Now about the second.
He was born in the same country as the first, but a little later. Born not in the capital, but on the recently conquered suburb. He was not a citizen of a great power, but was from a tributary people. Moreover, he was born in a poor family, not a family of a censor and a victor, but a family of a poor artisan.
He has not made any wealth in his entire life, nor has he made a career. And life was short - after the betrayal of the student and friend, he was subjected to a shameful execution as a state criminal at the age of 33.
Who is he? Loser?
But only historians and lovers of old historical films remember the first one. Yes, and they remember without respect. Marc Licinius Crassus is remembered only as a moneymaker, as a suppressor of the uprising of Spartacus and as a commander who suffered the most shameful defeat for Rome in his era.
Marc Crassus was the richest man of Rome and triumvir. But he saw a day before his death, as enemies carry the head of his son proudly put on a spear. He was dying, realizing the depth of shame and cursed by his own soldiers. His severed head and hand were presented to the tsar of the Parthians during the feast, as trophies.
And now Crassus is very few people need, rarely remember - and then, we remember only as a negative example. Here is such a "successful" character.
And second?
Hundreds of millions of people are still praying to Jesus. He not only created a new religion - he gave the world a new philosophy, a new set of values. Hundreds of millions are trying to live as he commanded. He is honored all over the world. From his birth, chronology is conducted in all parts of the world.
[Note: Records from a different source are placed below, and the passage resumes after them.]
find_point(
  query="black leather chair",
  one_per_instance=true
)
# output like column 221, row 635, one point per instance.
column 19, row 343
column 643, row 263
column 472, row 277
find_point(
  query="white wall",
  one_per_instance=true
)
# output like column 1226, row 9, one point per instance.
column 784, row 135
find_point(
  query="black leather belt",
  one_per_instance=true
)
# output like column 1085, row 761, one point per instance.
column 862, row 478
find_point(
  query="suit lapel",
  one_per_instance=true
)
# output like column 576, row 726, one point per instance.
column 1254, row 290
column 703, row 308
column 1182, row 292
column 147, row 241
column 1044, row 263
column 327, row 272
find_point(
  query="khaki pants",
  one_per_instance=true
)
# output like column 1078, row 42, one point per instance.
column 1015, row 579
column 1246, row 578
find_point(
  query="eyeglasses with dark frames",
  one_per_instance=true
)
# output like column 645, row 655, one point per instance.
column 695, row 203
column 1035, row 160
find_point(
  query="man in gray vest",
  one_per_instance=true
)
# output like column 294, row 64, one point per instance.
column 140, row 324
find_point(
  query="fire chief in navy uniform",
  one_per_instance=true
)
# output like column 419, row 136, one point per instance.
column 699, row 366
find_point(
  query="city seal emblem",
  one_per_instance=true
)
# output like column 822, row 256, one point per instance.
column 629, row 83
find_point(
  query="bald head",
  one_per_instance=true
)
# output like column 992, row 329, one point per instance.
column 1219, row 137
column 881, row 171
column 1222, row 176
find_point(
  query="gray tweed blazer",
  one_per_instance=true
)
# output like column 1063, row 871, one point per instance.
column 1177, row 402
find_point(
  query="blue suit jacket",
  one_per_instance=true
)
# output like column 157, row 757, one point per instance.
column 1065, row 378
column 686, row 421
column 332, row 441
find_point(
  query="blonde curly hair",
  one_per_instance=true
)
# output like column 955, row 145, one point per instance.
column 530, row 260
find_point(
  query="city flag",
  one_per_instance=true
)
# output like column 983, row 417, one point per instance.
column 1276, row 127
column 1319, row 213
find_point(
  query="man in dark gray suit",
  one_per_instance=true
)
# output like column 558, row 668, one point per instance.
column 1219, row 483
But who is he according to the current rating system?
Why are the insane now, jealous of hanging Berezovsky just because he was very rich? Why did money, which is only a tool of the economy and which do not give either happiness or longevity, became synonymous with success in life? To what extent was it necessary to mutilate the minds of people so that such people, who were considered almost a symbol of the loser Crassus, would the characters be perceived as an example of success? What would those who lived life, like Jesus, become perceived as obvious “losers”?
The world somehow began to change. Somehow the consciousness and the world perception of the “power of the golden calf” corpore too much. It is evident that Jesus banished merchants from the temple for a reason. And it was not just that the usurers refused to bury along with ordinary people.